After Statewide Emergency Drill, our Hospital is Ready
If a food-borne illness should spread quickly among the local population, Marina Del Rey Hospital is ready — and in a special statewide drill recently, hospital staff believe that they've proved it.
The state Department of Public Health and Emergency Medical Services Authority sponsored the Nov. 21 Statewide Medical and Health Exercise in cooperation with several medical and emergency-management associations and agencies, local health and public-safety authorities, and health-care facilities.
The exercise gave participating organizations a chance to evaluate their plans and capabilities in an emergency.
The scenario: a major food-borne illness is spreading among the population, causing a surge in demand for medical services.
The goals: to improve participants' response ability and to identify where communication and sharing of resources could be strengthened.
"What this meant for Marina Del Rey Hospital: we activated our Incident Command System, tested our capacity in case an influx of patients came in, and communicated with the state public health department and emergency medical services authority," said Fred Hunter, the hospital's president and CEO.
"We also communicated effectively with local providers and agencies, and made sure that we were able to request and receive needed resources that might be scarce if an event like this were to happen," Mr. Hunter said. "Our team also tested its ability to receive reliable information and relay it to the public and our partners."

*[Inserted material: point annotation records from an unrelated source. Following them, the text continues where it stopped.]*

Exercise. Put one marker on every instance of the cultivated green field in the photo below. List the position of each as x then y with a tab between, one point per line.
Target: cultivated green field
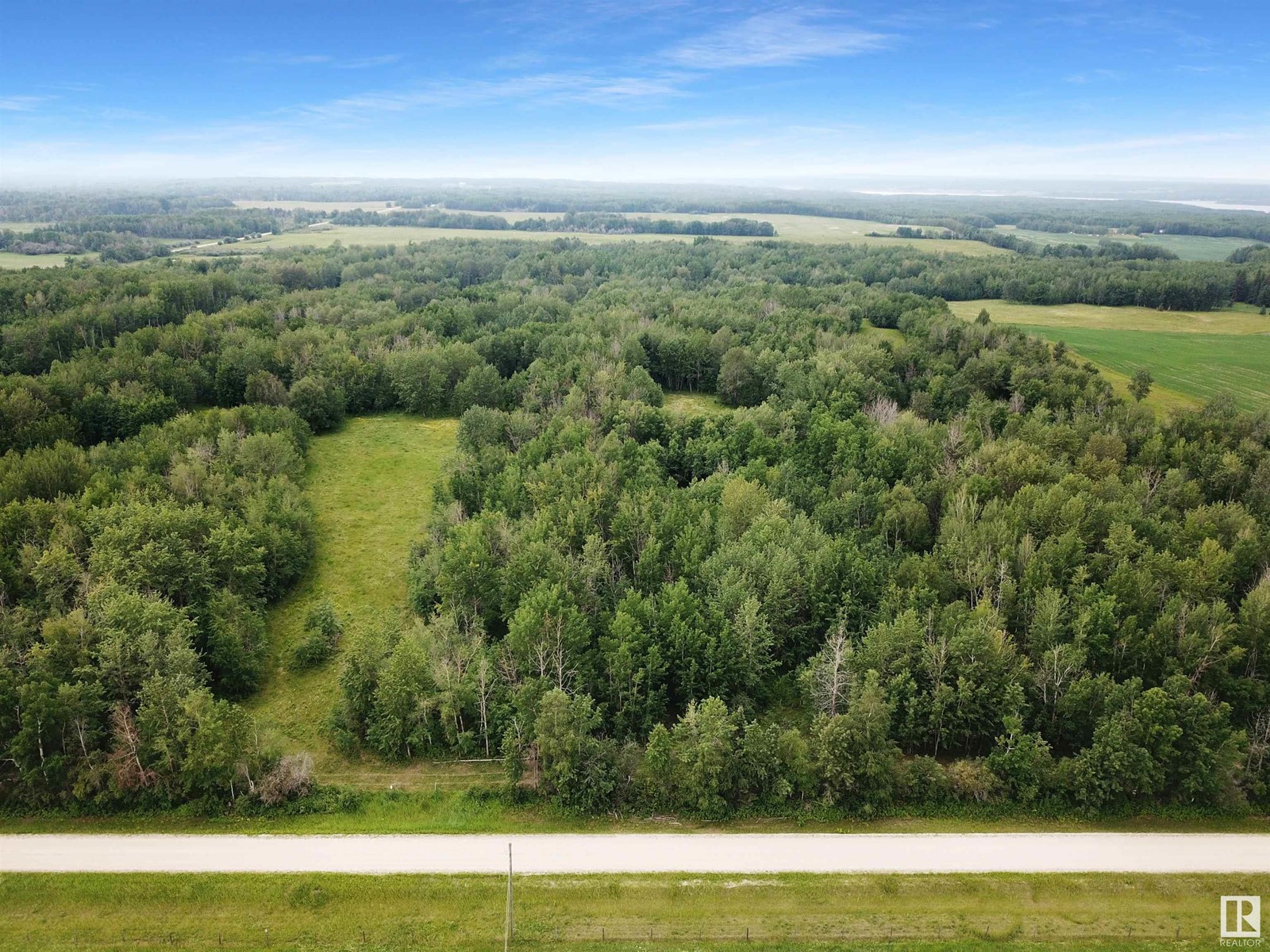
1189	248
664	912
789	228
1193	355
1194	365
371	486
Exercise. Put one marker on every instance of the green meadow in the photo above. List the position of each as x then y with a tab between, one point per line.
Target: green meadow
371	486
1189	248
1193	355
666	912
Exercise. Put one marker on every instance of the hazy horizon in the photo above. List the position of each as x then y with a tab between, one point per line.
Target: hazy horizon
657	92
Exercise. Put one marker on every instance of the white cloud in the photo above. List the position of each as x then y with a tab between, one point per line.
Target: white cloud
22	105
774	38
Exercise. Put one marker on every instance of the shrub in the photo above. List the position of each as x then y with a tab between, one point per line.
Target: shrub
323	631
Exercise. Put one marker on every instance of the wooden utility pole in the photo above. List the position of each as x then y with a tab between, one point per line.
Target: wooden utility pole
508	923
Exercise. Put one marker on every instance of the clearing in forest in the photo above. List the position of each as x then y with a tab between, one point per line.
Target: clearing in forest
371	488
657	911
789	228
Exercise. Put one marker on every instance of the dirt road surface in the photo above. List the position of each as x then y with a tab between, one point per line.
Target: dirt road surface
638	854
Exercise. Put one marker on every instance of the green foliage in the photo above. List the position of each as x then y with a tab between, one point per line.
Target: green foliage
941	565
323	630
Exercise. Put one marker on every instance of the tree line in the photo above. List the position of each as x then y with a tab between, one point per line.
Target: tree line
887	573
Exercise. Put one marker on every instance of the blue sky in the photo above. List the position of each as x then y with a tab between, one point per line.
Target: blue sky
635	89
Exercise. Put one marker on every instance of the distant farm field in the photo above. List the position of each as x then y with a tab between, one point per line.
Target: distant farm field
1193	355
1189	248
789	228
1241	319
12	260
311	206
371	488
657	911
1197	365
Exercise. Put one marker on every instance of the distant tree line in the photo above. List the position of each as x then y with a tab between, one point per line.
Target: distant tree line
949	568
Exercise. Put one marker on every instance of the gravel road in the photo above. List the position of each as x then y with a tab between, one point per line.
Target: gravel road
638	854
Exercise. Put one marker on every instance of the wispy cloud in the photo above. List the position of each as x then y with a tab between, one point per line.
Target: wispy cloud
775	38
368	63
1095	76
22	105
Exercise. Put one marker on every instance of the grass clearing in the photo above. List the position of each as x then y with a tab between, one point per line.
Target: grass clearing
315	206
1193	355
870	333
1199	366
791	228
12	260
371	486
668	912
687	404
454	810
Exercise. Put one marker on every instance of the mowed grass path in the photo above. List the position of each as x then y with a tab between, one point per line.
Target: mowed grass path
1194	365
1189	248
371	488
1193	355
664	912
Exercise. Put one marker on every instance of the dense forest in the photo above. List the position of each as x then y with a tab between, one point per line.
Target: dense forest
943	566
587	222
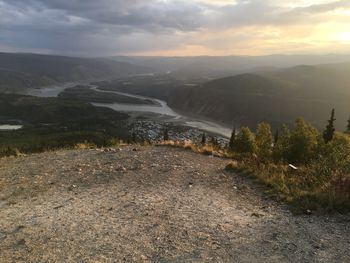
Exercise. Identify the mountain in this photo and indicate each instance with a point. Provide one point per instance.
(221, 66)
(19, 71)
(277, 97)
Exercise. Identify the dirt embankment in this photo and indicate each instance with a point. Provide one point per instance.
(154, 204)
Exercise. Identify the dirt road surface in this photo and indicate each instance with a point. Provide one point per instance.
(151, 204)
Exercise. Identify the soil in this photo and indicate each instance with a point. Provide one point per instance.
(151, 204)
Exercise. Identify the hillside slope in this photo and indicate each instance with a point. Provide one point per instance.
(277, 97)
(150, 204)
(18, 71)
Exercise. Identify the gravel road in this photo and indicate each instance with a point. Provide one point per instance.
(151, 204)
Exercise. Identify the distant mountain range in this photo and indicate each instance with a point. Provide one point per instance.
(216, 66)
(19, 71)
(277, 96)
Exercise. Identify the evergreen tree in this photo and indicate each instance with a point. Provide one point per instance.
(245, 141)
(232, 140)
(281, 147)
(303, 142)
(214, 141)
(329, 132)
(166, 135)
(275, 137)
(348, 126)
(133, 137)
(264, 140)
(204, 139)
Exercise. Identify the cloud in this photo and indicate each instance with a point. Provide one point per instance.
(106, 27)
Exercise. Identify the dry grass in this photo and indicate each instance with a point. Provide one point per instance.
(302, 189)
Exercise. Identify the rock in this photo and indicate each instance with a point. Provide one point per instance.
(257, 215)
(308, 212)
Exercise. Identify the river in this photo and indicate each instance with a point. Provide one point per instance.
(160, 107)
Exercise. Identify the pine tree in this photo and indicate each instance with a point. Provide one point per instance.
(204, 139)
(281, 147)
(245, 141)
(166, 134)
(133, 137)
(213, 141)
(232, 140)
(276, 137)
(303, 142)
(348, 126)
(264, 140)
(329, 132)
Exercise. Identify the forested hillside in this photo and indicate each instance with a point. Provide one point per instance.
(275, 96)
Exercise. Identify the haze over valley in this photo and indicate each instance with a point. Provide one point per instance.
(174, 131)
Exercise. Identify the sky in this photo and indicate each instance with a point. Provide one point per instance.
(175, 28)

"We wanted to be involved because we are constantly looking for ways to improve our capabilities and our service. If everyone in the public-health community works together, our ability to handle an emergency grows exponentially. The result is definitely more than the sum of its parts — if we work together well, the difference in effectiveness is night and day, and we are confident that we're on the right track."
Mr. Hunter also stressed that individuals must be prepared for emergencies.
"We are very good at what we do," he said. "But we're going to be affected, as well, if something happens. People should make sure that in case of disaster — whether it's a natural disaster, an epidemic, or something else — they are self-reliant as much as possible."
"That means having food, water, first-aid supplies, medicine, and any other tools and supplies handy — and knowing how to use it all."